Adaptive schedule strategy for UnitedDeployment #1720

AiRanthem · 2024-09-02T03:02:25Z

Ⅰ. Describe what this PR does

Added an adaptive scheduling strategy to UnitedDeployment. During scaling up, if a subset causes some Pods to be unschedulable for certain reasons, the unschedulable Pods will be rescheduled to other partitions. During scaling down, if elastic allocation is used (i.e., the subset is configured with min/max), each partition will retain the ready Pods as much as possible without exceeding the maximum capacity, rather than strictly scaling down in reverse order of the Subset list.

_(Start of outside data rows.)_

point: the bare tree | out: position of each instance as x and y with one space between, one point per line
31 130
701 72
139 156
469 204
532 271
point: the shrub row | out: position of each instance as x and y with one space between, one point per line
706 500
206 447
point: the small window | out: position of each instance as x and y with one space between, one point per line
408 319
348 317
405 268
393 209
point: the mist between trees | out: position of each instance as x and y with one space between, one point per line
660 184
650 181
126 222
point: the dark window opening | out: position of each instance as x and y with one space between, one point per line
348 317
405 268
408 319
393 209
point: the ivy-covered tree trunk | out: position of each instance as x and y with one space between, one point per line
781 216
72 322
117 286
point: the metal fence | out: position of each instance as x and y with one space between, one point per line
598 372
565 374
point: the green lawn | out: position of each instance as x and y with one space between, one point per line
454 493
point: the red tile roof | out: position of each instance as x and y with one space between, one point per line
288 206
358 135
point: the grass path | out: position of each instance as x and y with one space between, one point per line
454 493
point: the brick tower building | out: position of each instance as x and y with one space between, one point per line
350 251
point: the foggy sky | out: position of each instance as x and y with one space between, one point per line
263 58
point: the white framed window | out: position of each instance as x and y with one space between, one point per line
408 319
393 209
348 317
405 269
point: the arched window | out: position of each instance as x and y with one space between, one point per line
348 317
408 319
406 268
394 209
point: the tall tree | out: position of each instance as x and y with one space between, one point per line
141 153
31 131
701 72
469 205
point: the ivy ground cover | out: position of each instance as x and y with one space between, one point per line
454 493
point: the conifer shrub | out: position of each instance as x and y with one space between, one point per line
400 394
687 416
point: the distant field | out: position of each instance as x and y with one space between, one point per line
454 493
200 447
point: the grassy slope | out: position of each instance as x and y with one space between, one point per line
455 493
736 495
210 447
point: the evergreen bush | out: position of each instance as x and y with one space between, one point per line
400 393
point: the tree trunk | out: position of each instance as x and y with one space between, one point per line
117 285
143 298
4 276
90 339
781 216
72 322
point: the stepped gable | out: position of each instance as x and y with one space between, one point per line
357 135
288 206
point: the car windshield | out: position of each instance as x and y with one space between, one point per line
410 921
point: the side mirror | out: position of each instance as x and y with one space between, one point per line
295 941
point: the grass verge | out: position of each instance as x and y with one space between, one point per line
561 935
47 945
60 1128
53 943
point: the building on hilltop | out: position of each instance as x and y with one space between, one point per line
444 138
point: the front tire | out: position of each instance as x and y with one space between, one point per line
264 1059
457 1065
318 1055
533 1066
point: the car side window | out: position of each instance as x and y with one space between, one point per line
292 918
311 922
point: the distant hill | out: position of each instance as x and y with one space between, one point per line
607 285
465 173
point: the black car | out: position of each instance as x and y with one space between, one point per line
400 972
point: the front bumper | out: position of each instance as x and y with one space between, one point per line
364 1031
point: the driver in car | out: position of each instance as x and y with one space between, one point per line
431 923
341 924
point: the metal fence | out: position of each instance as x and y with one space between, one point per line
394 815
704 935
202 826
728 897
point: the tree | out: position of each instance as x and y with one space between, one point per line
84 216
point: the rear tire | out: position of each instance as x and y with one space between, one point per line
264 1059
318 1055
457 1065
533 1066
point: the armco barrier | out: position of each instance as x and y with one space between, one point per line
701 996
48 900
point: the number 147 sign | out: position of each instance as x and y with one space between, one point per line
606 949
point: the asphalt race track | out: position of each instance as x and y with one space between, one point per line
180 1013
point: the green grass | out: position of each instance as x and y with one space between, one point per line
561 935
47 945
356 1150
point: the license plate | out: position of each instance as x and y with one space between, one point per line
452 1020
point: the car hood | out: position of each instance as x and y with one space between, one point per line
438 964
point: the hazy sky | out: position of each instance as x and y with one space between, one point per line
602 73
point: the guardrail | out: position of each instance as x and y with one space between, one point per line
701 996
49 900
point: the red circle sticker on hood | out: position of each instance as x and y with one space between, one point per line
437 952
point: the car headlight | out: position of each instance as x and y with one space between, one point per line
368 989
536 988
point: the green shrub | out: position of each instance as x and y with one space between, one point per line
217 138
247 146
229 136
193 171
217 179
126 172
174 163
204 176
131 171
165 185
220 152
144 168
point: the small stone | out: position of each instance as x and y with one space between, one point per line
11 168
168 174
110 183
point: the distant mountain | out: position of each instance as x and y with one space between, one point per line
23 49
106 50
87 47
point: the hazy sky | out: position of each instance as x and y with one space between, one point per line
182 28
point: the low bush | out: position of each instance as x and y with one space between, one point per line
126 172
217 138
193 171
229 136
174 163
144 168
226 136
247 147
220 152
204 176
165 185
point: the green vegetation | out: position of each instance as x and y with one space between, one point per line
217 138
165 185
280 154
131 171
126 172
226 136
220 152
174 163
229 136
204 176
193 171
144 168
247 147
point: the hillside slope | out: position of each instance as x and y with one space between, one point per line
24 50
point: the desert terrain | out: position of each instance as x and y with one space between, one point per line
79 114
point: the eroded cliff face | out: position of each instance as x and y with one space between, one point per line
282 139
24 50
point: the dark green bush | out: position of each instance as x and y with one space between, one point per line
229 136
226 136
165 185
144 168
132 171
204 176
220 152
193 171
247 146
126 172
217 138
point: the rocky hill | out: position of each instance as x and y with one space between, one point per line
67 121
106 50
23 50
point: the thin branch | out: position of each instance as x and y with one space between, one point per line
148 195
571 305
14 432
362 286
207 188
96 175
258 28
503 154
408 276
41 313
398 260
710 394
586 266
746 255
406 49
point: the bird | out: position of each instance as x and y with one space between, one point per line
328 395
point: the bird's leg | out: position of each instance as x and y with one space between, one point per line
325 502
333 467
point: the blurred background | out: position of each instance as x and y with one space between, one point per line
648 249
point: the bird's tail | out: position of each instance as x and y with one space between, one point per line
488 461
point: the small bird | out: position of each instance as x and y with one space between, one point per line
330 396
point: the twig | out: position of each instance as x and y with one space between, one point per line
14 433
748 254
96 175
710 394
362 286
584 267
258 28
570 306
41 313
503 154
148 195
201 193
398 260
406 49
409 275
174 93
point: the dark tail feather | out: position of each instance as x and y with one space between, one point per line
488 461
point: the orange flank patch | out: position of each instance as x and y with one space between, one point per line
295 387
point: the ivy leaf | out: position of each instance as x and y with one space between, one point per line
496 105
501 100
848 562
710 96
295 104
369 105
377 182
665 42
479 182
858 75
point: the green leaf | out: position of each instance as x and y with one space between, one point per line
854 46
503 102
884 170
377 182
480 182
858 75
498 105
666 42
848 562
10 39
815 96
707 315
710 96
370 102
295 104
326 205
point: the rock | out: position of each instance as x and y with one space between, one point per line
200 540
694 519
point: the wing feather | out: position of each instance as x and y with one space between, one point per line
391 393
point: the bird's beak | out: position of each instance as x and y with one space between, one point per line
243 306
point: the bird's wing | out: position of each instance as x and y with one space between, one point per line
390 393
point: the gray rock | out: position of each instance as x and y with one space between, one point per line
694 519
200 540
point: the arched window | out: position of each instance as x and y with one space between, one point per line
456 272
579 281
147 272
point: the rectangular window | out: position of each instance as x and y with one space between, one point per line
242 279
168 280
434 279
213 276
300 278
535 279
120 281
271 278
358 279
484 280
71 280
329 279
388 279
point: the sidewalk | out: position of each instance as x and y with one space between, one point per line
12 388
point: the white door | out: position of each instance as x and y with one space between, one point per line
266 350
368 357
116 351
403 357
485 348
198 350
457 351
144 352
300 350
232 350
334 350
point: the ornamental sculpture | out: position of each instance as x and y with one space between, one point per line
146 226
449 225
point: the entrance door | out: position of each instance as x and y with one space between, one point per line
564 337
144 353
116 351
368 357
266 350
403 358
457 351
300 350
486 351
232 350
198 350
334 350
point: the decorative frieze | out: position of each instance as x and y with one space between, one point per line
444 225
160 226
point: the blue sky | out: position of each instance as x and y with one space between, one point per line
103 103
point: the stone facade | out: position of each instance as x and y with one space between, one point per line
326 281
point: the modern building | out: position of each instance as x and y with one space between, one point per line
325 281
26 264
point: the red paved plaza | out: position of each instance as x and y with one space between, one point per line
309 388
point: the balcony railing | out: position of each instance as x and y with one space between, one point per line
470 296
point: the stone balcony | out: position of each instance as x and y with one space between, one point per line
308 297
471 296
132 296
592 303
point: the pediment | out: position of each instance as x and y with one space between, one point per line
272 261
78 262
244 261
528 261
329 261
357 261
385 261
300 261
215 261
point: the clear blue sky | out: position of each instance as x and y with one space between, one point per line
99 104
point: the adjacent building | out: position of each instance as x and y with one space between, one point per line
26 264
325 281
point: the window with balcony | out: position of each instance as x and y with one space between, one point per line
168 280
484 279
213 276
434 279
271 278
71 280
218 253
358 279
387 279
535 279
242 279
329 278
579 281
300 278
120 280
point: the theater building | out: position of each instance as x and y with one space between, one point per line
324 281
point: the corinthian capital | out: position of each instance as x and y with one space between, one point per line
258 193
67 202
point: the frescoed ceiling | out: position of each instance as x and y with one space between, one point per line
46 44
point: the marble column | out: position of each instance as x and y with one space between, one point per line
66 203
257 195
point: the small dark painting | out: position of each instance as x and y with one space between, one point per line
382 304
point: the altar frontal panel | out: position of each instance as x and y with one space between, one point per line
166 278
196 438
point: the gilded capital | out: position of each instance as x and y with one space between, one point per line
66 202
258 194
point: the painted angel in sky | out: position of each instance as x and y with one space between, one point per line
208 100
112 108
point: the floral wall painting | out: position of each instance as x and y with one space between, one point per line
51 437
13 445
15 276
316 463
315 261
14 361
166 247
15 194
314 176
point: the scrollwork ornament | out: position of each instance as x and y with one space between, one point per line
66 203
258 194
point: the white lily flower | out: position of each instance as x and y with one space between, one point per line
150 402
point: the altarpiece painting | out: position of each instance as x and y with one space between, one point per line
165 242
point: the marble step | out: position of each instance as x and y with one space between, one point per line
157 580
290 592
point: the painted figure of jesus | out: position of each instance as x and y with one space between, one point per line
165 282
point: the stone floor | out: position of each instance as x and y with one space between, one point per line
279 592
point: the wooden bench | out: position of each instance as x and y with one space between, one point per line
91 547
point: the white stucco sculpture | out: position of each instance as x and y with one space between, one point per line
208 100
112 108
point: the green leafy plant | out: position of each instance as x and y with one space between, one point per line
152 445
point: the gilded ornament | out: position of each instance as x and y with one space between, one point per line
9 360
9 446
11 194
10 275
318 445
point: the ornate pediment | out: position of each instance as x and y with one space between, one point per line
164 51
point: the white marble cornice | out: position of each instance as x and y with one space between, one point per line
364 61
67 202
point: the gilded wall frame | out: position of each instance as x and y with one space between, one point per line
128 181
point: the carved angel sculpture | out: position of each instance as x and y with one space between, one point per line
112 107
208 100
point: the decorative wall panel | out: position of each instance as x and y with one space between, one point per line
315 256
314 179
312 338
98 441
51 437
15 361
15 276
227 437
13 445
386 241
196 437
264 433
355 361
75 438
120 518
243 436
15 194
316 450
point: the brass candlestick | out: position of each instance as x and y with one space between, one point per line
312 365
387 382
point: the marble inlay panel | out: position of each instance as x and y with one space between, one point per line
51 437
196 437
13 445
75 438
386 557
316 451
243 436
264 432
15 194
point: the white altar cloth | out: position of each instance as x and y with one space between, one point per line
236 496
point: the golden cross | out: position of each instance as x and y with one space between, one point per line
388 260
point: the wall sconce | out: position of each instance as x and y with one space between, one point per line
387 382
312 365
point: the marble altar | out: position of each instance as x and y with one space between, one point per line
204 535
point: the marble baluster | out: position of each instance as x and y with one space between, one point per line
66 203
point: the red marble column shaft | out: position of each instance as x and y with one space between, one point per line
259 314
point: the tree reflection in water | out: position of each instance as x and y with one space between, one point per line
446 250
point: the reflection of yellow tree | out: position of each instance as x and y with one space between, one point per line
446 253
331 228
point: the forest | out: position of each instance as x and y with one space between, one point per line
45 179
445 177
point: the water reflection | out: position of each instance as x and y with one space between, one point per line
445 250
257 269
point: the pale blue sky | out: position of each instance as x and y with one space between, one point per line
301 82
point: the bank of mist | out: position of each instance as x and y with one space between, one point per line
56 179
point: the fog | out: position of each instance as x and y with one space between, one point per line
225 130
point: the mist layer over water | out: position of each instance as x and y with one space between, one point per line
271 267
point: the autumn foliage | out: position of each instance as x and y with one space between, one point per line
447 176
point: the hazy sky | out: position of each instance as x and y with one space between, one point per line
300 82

Ⅱ. Does this pull request fix one issue?

fixes #1673

Ⅲ. Describe how to verify it

Use the yaml below to create a UD with subset-b unschedulable.

apiVersion: apps.kruise.io/v1alpha1
kind: UnitedDeployment
metadata:
  name: sample-ud
spec:
  replicas: 5
  revisionHistoryLimit: 10
  selector:
    matchLabels:
      app: sample
  template:
    deploymentTemplate:
      metadata:
        labels:
          app: sample
      spec:
        selector:
          matchLabels:
            app: sample
        template:
          metadata:
            labels:
              app: sample
          spec:
            terminationGracePeriodSeconds: 0
            containers:
              - name: nginx
                image: curlimages/curl:8.8.0
                command: ["/bin/sleep", "infinity"]
  topology:
    scheduleStrategy:
      type: Adaptive
      adaptive:
        rescheduleCriticalSeconds: 10
        unschedulableLastSeconds: 20

    subsets:
      - name: subset-a
        maxReplicas: 2
        nodeSelectorTerm:
          matchExpressions:
            - key: kubernetes.io/hostname
              operator: In
              values:
                - ci-testing-worker
      - name: subset-b
        maxReplicas: 2
        nodeSelectorTerm:
          matchExpressions:
            - key: kubernetes.io/hostname
              operator: In
              values:
                - not-exist
      - name: subset-c
        nodeSelectorTerm:
          matchExpressions:
            - key: kubernetes.io/hostname
              operator: In
              values:
                - ci-testing-worker3

when created, two pods in subset-b will stay pending
after 10s, the two pending pods will be rescheduled to subset-c
scale up immediately, new pods will be created in subset-c instead of subset-b (even not full)
wait 20s, when subset-b is recovered, scale up again, 2 pods will be scheduled into subset-b again (and still pending)
whenever you scale down:
subset-c -> subset-b -> subset-a

Ⅳ. Special notes for reviews

adapter.go: GetReplicaDetails returns pods in the subset
xxx_adapter.go: return pods implementation ⬆️
allocator.go: about safeReplica
pod_condition_utils.go: extract PodUnscheduledTimeout function from workloadwpread
reschedule.go: PodUnscheduledTimeout function extracted
subset.go: add some field to Subset object to carry related information
subset_control.go: store subset pods to Subset object
uniteddeployment_controller.go
1. add requeue feature to check failed pods
2. subset unschedulable status management
uniteddeployment_types.go: API change
uniteddeployment_update.go: sync unschedulable to CR

kruise-bot · 2024-09-02T03:02:30Z

[APPROVALNOTIFIER] This PR is NOT APPROVED

This pull-request has been approved by:
Once this PR has been reviewed and has the lgtm label, please assign fei-guo for approval by writing /assign @fei-guo in a comment. For more information see:The Kubernetes Code Review Process.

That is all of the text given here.